An amusing thing is that there is undoubtedly a whole segment of the readership here that has already remembered the days when the multitude of "mbox" mailbox formats caused bodies to be interpreted as headers in much the same way as patch is interpreting human-readable messages as patching instructions.

And that has remembered Bernstein on the subject of parsing and quoting, too.

@RandamuMaki @zekjur
#patch #DanielJBernstein #security #git

@zekjur … with git. other vcs do exist. i know, i know.
@zekjur is this a GitHub feature? Or something Debian developers set up? Or something in Git itself?
@DecaturNature I think this must be a git-am thing. Absolutely wild.

@DecaturNature to be clear: github doesn't apply patches to your code.* The way `git push` works is not based on patches. That is, as the level of surprise in the original post suggests, not how any of this works.

But `patch` and `git-am` do take arbitrary text input and apply it as a patch, and patches are not a good data format. `patch` for sure can be tricked.

*see next message

@DecaturNature Exception: github does apply patches in case of rebase/merge, but those are patches specifically generated by diffing trees, never patches provided by users (much less commit messages).

I'm not sure we even do that using any kind of custom code - probably we just use git.

I'm a GitHub employee.

To quibble with the framing of the original: the unsafe behavior is using `patch` to apply patches - good reminder to be super careful doing that. yow

@jorendorff Thanks for the explanation. I'm not a very sophisticated git user and have not encountered these features. I'll be wary if and when I do.
@zekjur git never ceases to amaze. What a terrible footgun.

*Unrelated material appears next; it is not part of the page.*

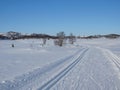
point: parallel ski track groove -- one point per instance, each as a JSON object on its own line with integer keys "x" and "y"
{"x": 22, "y": 82}
{"x": 55, "y": 79}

@zekjur not the first time: https://bugs.debian.org/cgi-bin/bugreport.cgi?bug=1081179

But at least in my case it was pretty harmless, and the worst effect was that 'dgit clone' was unexpectedly slow (which is how I spotted it).

#1081179 - Example patch hunk from a commit message applied to package source - Debian Bug report logs

@zekjur in fact i did not know this 💔
What?! and how is a patch identified? any line that starts with a minus or plus?
@zekjur Is it surprising that one would expect such a behavior? A big part of git interaction is about diffs.